The historical significant location of the conference, London Docklands, an area that pivotally benefitted from the slave trade and the storing of slave harvested goods, was recognised by the host venue, the London Museum Docklands, and further acknowledged with a commitment for the day to gather and make visible the histories, voices and stories from people of colour in London, supported by three expert panels: ‘Cultural Sensitivity and Film Archives’ hosted by BFI’s Arike Oke, ‘Reinterpretation and Storytelling’ chaired by Rachel Wang from Chocolate Films, and ‘Where are all the Black Home Movies’ presented by the recent BAFTA awarded June Givanni.
Across the panels, the delegates were illuminated by insights on how to tell new stories within national collections, how to implement people-centred and culturally sensitive cataloguing guidelines, how to nurture trauma based toolkits for both participants and archivists, how people of colour working in the archive sector can be supported to work in a dominantly white heritage profession (see Museum Detox) and, above all, how to bring agency to marginalised moving image stories and allow them to be seen by local and global audiences.
A key takeaway was presented by Dr Mykaell Riley, a Senior Lecturer, Director for The Black Music Research Unit (BMRU) and Principal Investigator for Bass Culture Research at the University of Westminster, who advanced the notion that histories of people of colour in the archive were not necessarily absent, rather they are firmly present yet fundamentally compressed, preventing deeper understanding and wider circulation of diverse and individual histories. This observation complimented Akomfrah’s keynote when he concluded that the archive is under constant construction and the formation of image making has always been far more complex and nuanced in relation to black representation than conventional wisdom and the film history books have bestowed.
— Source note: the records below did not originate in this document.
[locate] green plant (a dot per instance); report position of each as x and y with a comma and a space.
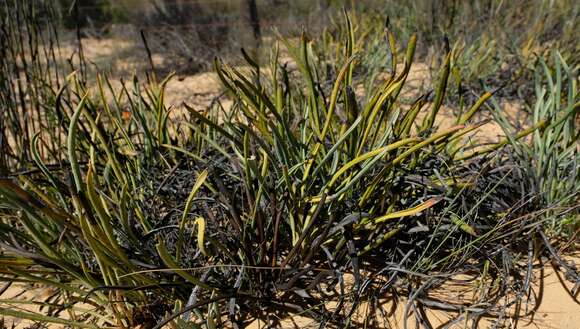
302, 198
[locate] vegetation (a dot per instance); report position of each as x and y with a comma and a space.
304, 197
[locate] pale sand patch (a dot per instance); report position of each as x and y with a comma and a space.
557, 310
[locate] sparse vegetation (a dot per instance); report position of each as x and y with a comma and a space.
308, 196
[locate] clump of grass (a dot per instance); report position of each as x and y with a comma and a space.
303, 198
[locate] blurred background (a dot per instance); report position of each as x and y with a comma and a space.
185, 35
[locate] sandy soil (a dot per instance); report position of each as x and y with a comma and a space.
557, 309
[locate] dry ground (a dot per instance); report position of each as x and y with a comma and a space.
556, 310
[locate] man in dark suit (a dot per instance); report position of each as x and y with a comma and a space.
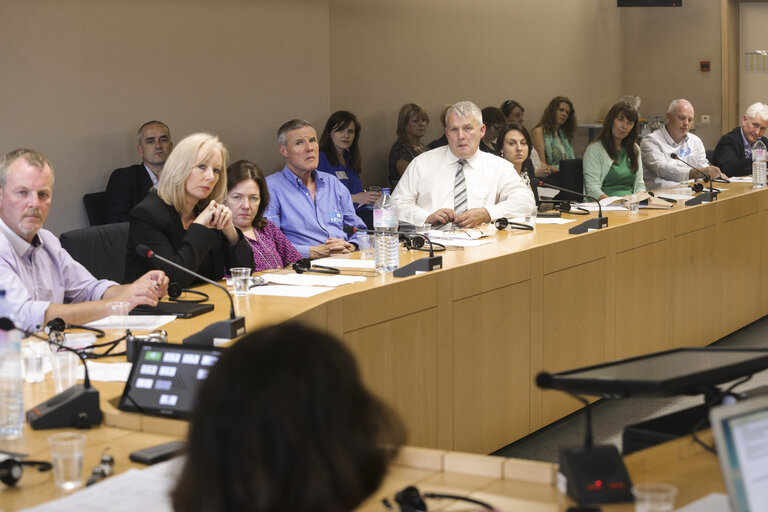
733, 153
129, 185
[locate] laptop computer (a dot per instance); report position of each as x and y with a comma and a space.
178, 309
741, 437
165, 378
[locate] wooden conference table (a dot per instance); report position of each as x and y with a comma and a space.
508, 484
456, 351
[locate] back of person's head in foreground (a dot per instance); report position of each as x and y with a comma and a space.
284, 423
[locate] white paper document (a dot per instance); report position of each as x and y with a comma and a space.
592, 207
283, 290
553, 220
456, 242
146, 489
311, 279
714, 502
133, 322
105, 372
346, 263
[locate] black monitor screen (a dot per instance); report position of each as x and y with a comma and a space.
671, 372
165, 378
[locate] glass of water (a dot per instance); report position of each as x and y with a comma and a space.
67, 456
241, 277
633, 203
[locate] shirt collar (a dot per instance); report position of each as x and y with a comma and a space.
743, 138
670, 140
453, 159
151, 174
292, 178
20, 246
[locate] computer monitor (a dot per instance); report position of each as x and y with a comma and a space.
672, 372
741, 437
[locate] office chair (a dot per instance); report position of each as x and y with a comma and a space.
100, 249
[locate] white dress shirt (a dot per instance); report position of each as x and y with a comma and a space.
492, 183
659, 168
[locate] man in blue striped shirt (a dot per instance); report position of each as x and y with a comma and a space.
309, 207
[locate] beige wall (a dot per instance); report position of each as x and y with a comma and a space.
80, 76
661, 51
752, 86
431, 52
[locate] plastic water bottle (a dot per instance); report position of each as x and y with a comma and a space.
11, 393
386, 251
758, 165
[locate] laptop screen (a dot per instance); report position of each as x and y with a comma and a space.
742, 441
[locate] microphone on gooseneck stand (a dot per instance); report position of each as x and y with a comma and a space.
597, 223
590, 473
427, 264
709, 195
224, 329
77, 406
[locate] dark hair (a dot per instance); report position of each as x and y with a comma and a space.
513, 127
339, 120
493, 116
547, 122
606, 134
243, 170
407, 111
508, 106
284, 423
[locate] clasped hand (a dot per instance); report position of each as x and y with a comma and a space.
218, 216
469, 219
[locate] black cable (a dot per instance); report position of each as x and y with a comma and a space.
459, 498
698, 426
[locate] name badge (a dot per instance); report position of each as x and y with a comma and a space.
335, 218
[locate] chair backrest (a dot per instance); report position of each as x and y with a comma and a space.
94, 208
100, 249
571, 176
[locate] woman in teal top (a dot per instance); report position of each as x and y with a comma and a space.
612, 164
553, 136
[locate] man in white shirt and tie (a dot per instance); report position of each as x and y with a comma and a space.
459, 184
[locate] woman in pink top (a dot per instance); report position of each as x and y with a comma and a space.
248, 197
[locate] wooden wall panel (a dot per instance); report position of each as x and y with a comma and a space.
491, 368
398, 362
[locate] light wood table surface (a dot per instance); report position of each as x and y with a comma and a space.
456, 351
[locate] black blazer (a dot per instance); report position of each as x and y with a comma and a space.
729, 154
126, 188
201, 249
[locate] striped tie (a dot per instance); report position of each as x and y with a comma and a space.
460, 190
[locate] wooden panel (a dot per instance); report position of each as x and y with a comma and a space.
693, 218
642, 311
491, 274
574, 251
733, 208
400, 297
398, 362
444, 360
573, 331
742, 260
697, 289
491, 368
648, 231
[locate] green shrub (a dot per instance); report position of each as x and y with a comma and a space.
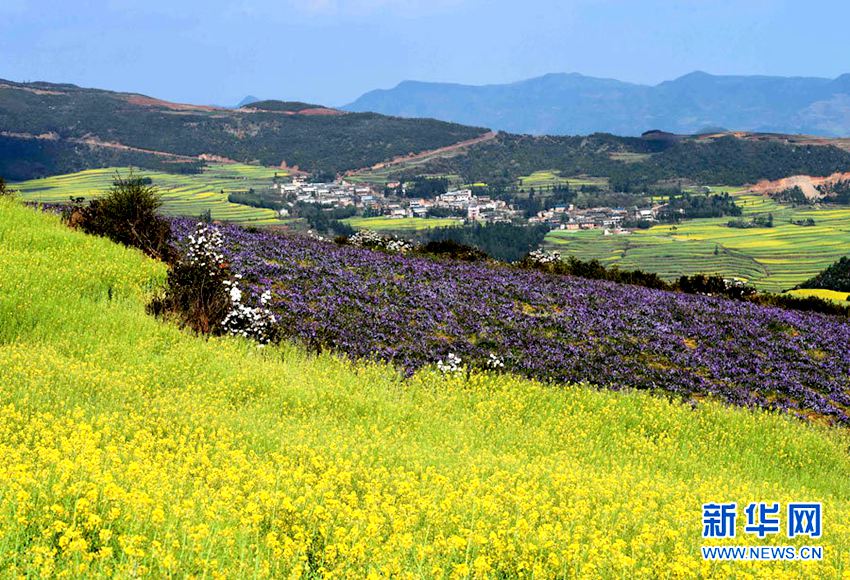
128, 214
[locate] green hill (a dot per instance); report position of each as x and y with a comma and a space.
49, 129
130, 447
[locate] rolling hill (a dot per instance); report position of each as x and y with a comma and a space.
59, 128
573, 104
129, 447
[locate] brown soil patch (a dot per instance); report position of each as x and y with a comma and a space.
143, 101
806, 183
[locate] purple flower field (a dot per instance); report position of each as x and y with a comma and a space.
415, 311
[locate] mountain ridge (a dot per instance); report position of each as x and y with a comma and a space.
572, 104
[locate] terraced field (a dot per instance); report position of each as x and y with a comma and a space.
188, 195
835, 296
771, 258
387, 224
546, 179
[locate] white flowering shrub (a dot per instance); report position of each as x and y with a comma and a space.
255, 322
205, 249
365, 239
370, 239
543, 257
209, 299
452, 364
495, 362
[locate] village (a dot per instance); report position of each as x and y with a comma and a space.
462, 203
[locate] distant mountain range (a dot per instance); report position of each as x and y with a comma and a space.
573, 104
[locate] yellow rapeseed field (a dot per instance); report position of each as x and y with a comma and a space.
131, 448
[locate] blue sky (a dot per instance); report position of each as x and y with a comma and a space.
331, 51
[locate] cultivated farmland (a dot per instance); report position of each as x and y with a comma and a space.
129, 447
388, 224
188, 195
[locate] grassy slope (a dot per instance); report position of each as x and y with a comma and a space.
400, 224
129, 446
182, 194
773, 259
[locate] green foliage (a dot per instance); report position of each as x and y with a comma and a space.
128, 214
594, 270
755, 222
730, 160
687, 206
427, 187
502, 241
253, 199
835, 277
5, 190
792, 195
452, 250
331, 143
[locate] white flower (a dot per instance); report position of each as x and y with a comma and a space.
541, 256
495, 362
452, 364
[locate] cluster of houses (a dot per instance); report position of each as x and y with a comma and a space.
462, 203
568, 217
334, 194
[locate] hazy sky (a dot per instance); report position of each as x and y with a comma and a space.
331, 51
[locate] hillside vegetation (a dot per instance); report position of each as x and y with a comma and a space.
772, 259
709, 160
130, 447
59, 125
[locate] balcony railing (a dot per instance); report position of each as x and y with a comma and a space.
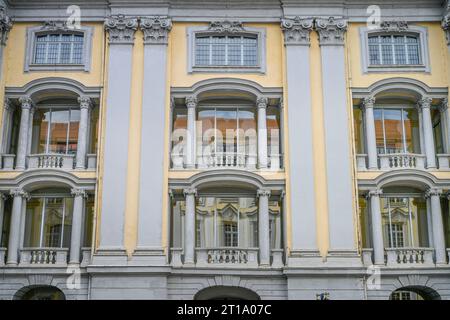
43, 256
409, 256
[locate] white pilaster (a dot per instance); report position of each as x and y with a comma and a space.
150, 248
261, 104
22, 147
371, 142
438, 226
377, 228
189, 226
191, 104
77, 225
263, 224
298, 109
85, 105
425, 104
121, 32
339, 162
14, 229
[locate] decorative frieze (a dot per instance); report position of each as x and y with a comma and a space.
297, 31
331, 31
226, 26
121, 29
156, 29
5, 26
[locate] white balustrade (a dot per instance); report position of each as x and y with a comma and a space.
51, 161
409, 256
44, 256
401, 161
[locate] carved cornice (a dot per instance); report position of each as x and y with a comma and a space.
226, 26
297, 31
433, 192
425, 102
5, 26
84, 102
331, 31
191, 102
121, 29
190, 191
368, 102
263, 193
26, 102
156, 29
262, 102
78, 192
394, 26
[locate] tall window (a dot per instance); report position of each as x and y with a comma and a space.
394, 50
59, 48
404, 222
48, 222
397, 130
58, 130
226, 50
227, 221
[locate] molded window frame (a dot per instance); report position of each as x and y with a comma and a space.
34, 32
420, 32
259, 33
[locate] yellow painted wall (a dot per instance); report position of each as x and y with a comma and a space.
437, 49
178, 61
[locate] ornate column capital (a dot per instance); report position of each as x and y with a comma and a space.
191, 102
5, 26
85, 102
424, 103
156, 29
121, 29
446, 27
297, 30
26, 102
263, 193
76, 192
261, 102
190, 191
374, 193
433, 192
331, 31
18, 192
444, 105
368, 102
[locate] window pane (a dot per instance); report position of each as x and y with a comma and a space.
378, 116
73, 132
58, 131
412, 133
393, 130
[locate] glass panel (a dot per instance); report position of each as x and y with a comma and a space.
359, 130
393, 131
379, 131
58, 131
177, 223
273, 131
412, 132
226, 122
43, 129
73, 131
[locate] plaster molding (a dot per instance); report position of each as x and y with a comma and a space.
156, 29
331, 31
121, 29
297, 31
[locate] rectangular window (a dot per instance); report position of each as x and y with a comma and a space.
394, 50
59, 48
226, 51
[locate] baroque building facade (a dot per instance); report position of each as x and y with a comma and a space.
163, 150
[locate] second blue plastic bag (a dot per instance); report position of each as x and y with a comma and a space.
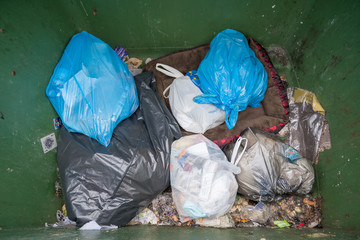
91, 89
231, 77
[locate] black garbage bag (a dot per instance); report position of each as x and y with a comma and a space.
109, 185
269, 168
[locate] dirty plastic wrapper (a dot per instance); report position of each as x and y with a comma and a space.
307, 121
110, 185
270, 168
202, 180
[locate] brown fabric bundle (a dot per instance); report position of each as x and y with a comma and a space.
270, 114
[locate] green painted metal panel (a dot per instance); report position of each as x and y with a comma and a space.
321, 40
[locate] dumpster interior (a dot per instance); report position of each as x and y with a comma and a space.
312, 45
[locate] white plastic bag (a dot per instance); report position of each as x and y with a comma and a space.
202, 180
191, 116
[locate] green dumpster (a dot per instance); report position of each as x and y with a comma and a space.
319, 42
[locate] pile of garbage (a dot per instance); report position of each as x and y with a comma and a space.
206, 137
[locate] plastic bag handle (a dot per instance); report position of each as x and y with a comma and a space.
165, 91
169, 71
236, 149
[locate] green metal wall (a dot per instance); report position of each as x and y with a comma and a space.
321, 39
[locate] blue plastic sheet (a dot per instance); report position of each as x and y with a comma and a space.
231, 77
91, 89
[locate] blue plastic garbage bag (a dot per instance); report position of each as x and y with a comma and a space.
231, 77
91, 89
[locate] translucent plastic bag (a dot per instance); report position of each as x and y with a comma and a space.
191, 116
91, 89
231, 77
202, 180
269, 167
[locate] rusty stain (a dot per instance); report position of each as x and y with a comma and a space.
345, 110
334, 62
354, 123
354, 133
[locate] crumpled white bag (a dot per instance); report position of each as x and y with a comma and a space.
202, 180
191, 116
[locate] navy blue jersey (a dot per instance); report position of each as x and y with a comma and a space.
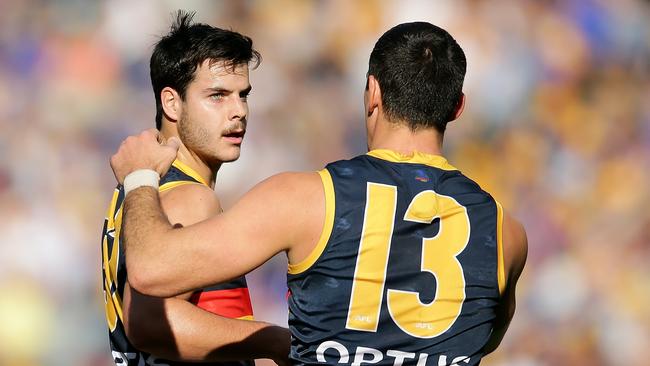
230, 299
408, 269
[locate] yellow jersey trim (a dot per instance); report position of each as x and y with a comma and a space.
501, 273
169, 185
306, 263
189, 171
416, 157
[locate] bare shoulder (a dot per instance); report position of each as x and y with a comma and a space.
189, 203
291, 208
297, 183
515, 246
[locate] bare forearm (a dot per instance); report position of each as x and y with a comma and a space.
193, 335
144, 226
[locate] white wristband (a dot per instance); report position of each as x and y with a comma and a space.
140, 178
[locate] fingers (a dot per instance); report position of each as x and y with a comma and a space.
173, 142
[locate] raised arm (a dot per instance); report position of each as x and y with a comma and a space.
177, 330
283, 213
515, 251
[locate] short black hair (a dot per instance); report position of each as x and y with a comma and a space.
420, 69
177, 55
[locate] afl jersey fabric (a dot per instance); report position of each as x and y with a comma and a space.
229, 299
408, 269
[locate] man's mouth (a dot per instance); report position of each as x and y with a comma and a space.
235, 137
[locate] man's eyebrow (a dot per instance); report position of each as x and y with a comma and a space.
217, 89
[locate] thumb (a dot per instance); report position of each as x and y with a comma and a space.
173, 142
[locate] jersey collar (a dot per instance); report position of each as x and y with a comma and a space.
189, 171
416, 157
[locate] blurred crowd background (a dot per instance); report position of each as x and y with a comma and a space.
557, 127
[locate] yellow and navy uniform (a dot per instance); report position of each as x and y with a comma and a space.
230, 299
408, 268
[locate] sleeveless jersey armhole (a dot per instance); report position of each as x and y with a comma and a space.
309, 261
501, 273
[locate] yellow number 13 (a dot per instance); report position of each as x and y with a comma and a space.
438, 257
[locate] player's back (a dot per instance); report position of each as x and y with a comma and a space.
230, 299
408, 268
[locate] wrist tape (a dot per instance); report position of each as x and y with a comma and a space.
141, 178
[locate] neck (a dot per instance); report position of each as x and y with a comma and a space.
207, 171
399, 138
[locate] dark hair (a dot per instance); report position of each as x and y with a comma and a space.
420, 69
177, 55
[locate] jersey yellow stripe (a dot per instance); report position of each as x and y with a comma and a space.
169, 185
189, 171
305, 264
416, 157
501, 273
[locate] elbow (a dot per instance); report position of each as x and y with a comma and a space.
140, 333
147, 280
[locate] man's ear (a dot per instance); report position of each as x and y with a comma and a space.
373, 96
171, 103
460, 107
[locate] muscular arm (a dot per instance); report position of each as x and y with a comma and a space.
515, 251
280, 214
175, 329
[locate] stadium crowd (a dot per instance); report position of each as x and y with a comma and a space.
557, 127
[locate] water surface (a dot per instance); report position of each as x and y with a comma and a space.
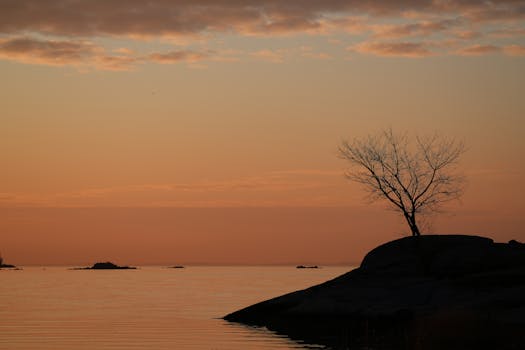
148, 308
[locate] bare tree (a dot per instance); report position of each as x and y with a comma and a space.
414, 175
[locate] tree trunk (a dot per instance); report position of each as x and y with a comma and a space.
411, 220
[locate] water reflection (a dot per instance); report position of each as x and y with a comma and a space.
150, 308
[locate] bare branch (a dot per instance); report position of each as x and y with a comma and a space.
416, 177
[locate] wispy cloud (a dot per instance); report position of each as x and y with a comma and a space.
395, 49
282, 188
61, 32
477, 50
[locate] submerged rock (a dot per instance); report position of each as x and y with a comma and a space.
427, 292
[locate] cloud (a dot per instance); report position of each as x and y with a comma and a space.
274, 56
179, 56
477, 50
85, 54
515, 50
62, 53
62, 32
394, 49
279, 188
184, 17
425, 28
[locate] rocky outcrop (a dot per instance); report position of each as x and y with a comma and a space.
106, 266
428, 292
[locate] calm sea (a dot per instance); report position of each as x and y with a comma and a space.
149, 308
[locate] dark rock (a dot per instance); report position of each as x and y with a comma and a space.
7, 266
106, 266
428, 292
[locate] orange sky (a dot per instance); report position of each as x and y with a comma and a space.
206, 132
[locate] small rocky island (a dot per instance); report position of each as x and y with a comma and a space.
6, 266
106, 266
430, 292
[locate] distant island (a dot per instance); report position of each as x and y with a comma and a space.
430, 292
6, 266
105, 266
307, 267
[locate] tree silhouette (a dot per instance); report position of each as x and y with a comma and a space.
414, 175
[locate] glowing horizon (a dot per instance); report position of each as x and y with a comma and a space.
237, 107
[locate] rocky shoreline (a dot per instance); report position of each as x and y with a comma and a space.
428, 292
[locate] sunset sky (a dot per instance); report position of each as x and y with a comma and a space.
166, 132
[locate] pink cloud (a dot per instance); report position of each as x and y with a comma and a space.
477, 50
394, 49
515, 50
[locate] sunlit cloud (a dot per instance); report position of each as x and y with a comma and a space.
284, 188
477, 50
515, 50
179, 56
393, 49
424, 28
58, 32
274, 56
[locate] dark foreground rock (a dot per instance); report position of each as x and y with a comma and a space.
106, 266
430, 292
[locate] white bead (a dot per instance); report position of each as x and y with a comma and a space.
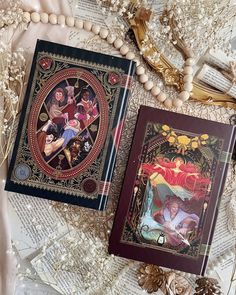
53, 19
188, 70
189, 62
161, 97
110, 39
148, 85
124, 49
26, 17
130, 55
87, 25
168, 103
184, 95
137, 62
96, 29
61, 20
79, 23
35, 17
155, 90
140, 70
188, 78
103, 33
118, 43
177, 102
44, 17
70, 21
188, 86
189, 52
143, 78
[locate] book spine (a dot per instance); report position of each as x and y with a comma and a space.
115, 138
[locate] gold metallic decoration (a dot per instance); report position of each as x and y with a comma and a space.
151, 277
207, 286
171, 75
43, 117
176, 284
183, 142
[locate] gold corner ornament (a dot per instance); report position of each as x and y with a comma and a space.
171, 75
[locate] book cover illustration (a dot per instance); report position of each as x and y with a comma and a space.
70, 126
171, 191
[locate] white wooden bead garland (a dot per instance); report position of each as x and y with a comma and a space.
125, 51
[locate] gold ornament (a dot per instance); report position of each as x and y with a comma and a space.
176, 284
151, 277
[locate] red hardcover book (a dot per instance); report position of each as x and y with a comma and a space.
171, 191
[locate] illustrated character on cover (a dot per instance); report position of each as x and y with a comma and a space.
48, 139
174, 196
176, 222
61, 106
87, 109
71, 129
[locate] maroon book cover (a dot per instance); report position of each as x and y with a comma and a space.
171, 191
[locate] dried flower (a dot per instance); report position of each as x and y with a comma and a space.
12, 71
207, 286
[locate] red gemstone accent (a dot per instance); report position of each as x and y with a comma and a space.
45, 63
113, 78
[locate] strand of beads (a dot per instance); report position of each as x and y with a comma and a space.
118, 43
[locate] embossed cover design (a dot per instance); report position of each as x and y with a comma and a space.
70, 125
173, 183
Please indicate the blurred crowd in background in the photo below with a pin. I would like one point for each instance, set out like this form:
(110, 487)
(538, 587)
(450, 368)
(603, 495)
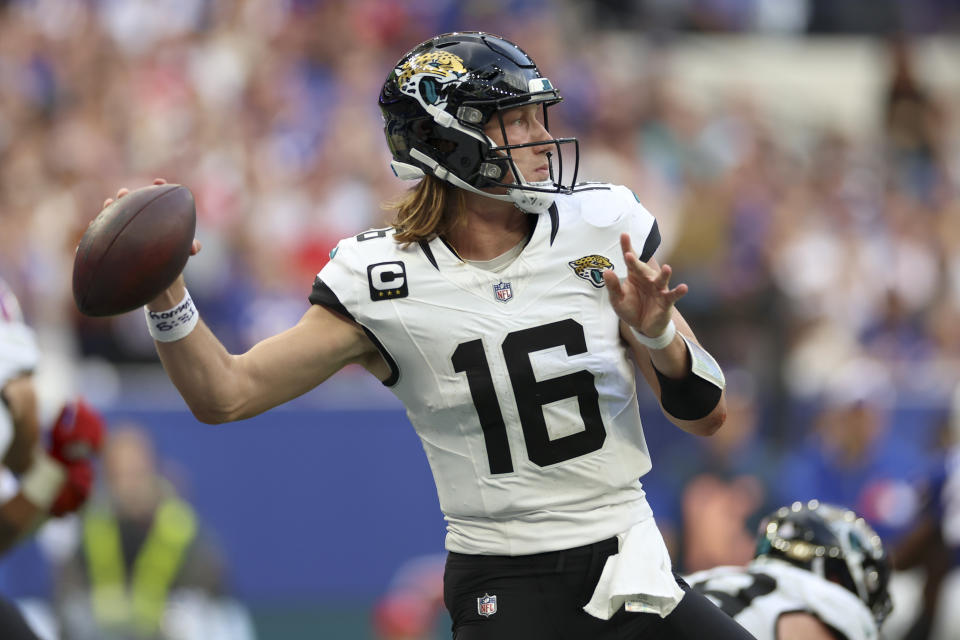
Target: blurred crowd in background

The LSA conference was a continuation of an unfinished conversation. As alongside showcasing the important work of Undocumented, it provided a call for those working in screen heritage - and for the purpose of this article, those exhibitors and curators in the BFI Film Audience Network - to be skeptical and address those absences in the archive, decompress those stories and histories at the end of database keyword searches and make them visible to wider audiences on screens across the UK.
For more on Undocumented.
John Akmofrah’s Listening All Night To The Rain presented at La Biennale di Venezia, will be touring to UK museums and galleries including Amgueddfa Cymru’s National Museum Cardiff (Cardiff, Wales) and Dundee Contemporary Arts (Dundee, Scotland) in 2025.
London’s Screen Archives (LSA) is a unique network of fantastic London-based archive collections with a shared vision – to preserve, share and celebrate London’s rich history on film.